Posted by Philip Nasadowski on Tue Sep 11 00:26:11 2001, in response to One hundred years from now,
posted by E_DOG on Mon Sep 10 20:58:15 2001.

Ok, my guesses:

Technology:

Still steel wheel on rail, heck, you could even (concieveably) run a lowV on it.

Third rail voltage "bumped" up to maybe as high as 1kv. Still DC.
Cars would use (by this time) inexpensive, single piece, unibody, carbon fiber bodies, riding on aluminum alloy trucks, possibly even axles and wheels. suspension would be combination airbag and active computer controlled dampers, making a ride so smooth you can balance coins on handrails.

Trucks would be radial. Motors would be 3 phase induction AC types with built in inverters and regenerative braking to 0mph. Hydrualic actuated disc brakes would be used as a backup and for emergency braking. Traction circuitry would be confined to the truck, with only a lead for feeding the static inverter and battery pack under the car, and a feed for braking resistances. All truck / train communications would be via a single 6 lead cable. Failed traction gear would be replaced in shop as a whole truck/motor unit, though reliability would be so great that such a procedure would be rare.

Control would be semiautomated, possibly OPTO. Inteligent doors and an automated control system would assist the T/O in normal and emergency operations, and communicate with token booths (now expanded more into service centers at stations where they still exist) to help predict passenger loads, and route fire/police personel in an emergency. Cars could sense the passenger loads, and automated voices in stations would guide passengers to empty cars.
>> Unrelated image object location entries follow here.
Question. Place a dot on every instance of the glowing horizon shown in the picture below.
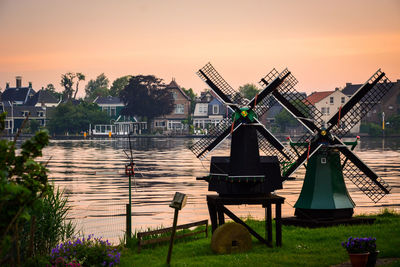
(324, 44)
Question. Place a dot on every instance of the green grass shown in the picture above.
(301, 247)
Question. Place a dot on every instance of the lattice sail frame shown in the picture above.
(367, 102)
(213, 75)
(362, 181)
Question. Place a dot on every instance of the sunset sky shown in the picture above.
(324, 43)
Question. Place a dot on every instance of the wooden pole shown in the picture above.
(171, 243)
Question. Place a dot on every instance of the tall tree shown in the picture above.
(52, 90)
(249, 90)
(80, 77)
(98, 87)
(146, 96)
(67, 81)
(119, 84)
(192, 95)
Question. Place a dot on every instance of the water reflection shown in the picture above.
(92, 173)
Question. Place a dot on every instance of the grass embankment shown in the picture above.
(301, 247)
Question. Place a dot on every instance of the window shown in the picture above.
(215, 109)
(179, 109)
(113, 111)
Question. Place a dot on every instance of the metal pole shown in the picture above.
(171, 243)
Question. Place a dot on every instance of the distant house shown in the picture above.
(329, 102)
(389, 104)
(17, 114)
(111, 105)
(43, 99)
(18, 95)
(119, 124)
(209, 110)
(20, 102)
(174, 122)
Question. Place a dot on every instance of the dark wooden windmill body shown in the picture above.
(245, 172)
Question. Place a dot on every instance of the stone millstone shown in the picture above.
(231, 238)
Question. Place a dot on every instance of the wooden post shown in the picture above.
(128, 222)
(171, 243)
(278, 224)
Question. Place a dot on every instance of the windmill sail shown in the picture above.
(365, 98)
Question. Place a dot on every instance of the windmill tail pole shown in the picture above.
(353, 145)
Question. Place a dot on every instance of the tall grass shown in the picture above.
(48, 225)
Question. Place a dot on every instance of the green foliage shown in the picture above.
(87, 252)
(50, 224)
(119, 84)
(70, 118)
(300, 247)
(23, 182)
(97, 88)
(146, 96)
(249, 90)
(52, 90)
(67, 81)
(284, 120)
(34, 126)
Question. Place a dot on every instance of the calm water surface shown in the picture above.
(92, 174)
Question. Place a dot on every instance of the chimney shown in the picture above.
(18, 81)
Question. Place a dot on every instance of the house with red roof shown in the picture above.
(329, 102)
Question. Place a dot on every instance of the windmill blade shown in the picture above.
(262, 102)
(271, 146)
(215, 136)
(314, 147)
(361, 175)
(299, 110)
(224, 91)
(273, 80)
(365, 98)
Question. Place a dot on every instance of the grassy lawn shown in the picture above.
(301, 247)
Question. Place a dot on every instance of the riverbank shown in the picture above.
(301, 247)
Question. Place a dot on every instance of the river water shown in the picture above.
(92, 174)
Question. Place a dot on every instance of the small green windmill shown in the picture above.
(329, 160)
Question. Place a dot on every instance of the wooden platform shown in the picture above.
(314, 223)
(216, 207)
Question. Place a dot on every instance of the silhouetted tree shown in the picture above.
(146, 96)
(98, 87)
(80, 77)
(119, 84)
(67, 81)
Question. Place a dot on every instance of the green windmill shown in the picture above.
(328, 159)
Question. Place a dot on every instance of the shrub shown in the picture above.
(360, 245)
(85, 252)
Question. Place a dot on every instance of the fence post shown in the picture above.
(128, 222)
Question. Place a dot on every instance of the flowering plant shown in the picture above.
(360, 245)
(85, 252)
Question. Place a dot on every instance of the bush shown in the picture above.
(48, 224)
(85, 252)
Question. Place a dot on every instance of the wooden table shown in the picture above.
(216, 207)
Signalling would be a form of CBTC, with no trip arms. Trains would run in semi auto mode, with the T/O making acelerate/decellerate/speed decisions, while the computer monitors for safety and timetable performance. An earpiece (assigned to each T/O - coul you imagine sharing them? Ewwwww) plugs in to the console to give access to the controls, and communications. It monitors the T/O's pulse and temperature to serve as a deadman. If the T/O is incapacitated, the train automatically notifies the command center, the signal system clears a priority path to the next available station, and stops there.

Fare access would be via a small wand type farepass. This could be purchased or refilled virtually anywhere, and would also provide fares for commuter and high speed lines in the area

Maintenance work would still be hands on, but small, automated, "rover" type rail cars would work the system at night, looking for defects, and possibly even making small repairs. A larger automated car (controlled by an operator), would stop at stations, unload a cleaning machine that would clean the floors, and come back at a later time to pick it up.